7. Focus on mental health resources
Beyond the threat to our physical health, COVID-19 is affecting our stress levels as well. To combat this, many employers have increased their focus on mental health. So if you offer wellness resources like an EAP, now’s the time to encourage employees to take advantage of these benefits.
Employee Assistance Programs vary, but most offer some form of mental health resources, financial advice, support for child and elder care and even coronavirus-specific issues. Even better: EAPs are already set up for remote access.
If you have any employees who have used your EAP, ask them to vouch for it. Peer testimonials can motivate other employees to sign up when they otherwise may not have.

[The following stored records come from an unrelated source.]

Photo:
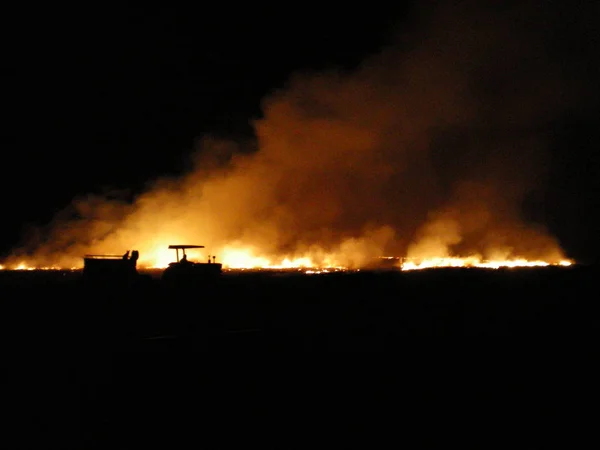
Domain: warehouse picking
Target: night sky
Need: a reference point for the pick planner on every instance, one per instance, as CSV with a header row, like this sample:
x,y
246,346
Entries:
x,y
97,98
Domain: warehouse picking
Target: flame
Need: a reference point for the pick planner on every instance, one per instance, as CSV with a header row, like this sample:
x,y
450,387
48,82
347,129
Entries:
x,y
431,263
246,258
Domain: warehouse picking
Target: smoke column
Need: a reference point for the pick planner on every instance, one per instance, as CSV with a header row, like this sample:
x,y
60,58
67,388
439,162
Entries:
x,y
427,149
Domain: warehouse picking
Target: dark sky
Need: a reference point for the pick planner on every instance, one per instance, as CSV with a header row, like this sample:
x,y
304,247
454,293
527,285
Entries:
x,y
97,97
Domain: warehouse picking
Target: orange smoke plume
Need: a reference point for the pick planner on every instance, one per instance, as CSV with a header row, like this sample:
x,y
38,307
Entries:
x,y
426,150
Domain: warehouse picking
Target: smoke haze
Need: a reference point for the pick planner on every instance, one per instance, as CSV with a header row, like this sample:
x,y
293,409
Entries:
x,y
427,149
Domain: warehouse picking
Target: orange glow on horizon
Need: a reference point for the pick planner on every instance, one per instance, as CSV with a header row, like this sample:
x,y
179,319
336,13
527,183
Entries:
x,y
245,258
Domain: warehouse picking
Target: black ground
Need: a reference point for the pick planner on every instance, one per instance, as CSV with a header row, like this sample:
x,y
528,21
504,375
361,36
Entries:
x,y
79,380
339,311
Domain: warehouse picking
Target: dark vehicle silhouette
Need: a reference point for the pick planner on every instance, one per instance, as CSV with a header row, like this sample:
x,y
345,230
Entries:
x,y
184,272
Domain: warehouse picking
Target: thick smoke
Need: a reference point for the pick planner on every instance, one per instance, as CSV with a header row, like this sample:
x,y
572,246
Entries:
x,y
428,149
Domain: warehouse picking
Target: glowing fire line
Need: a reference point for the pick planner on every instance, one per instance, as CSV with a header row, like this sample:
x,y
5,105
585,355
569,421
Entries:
x,y
237,259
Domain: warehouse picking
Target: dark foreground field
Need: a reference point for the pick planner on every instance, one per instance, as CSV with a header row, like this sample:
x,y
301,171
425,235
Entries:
x,y
76,382
354,311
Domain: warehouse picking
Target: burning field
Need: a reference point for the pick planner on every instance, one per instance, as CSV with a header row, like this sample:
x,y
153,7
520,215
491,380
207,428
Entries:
x,y
429,151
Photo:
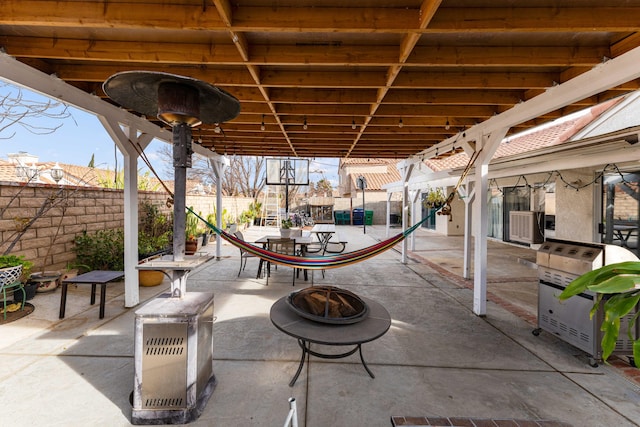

If you have yoga or meditation classes and have moved them online, make that known. There are even popular mobile apps (like Headspace and Calm) that can reduce stress and promote better sleep through relaxation and meditation. Consider offering something like this as a temporary or even long-term benefit.
Don’t forget to remind employees about telehealth options that allow for virtual visits. This can help reduce stress by providing a safer option for care, while maintaining strong physical and mental health. Finally, consider setting up emergency relief funds for employees who need it. If you already have one, make sure everyone knows about it.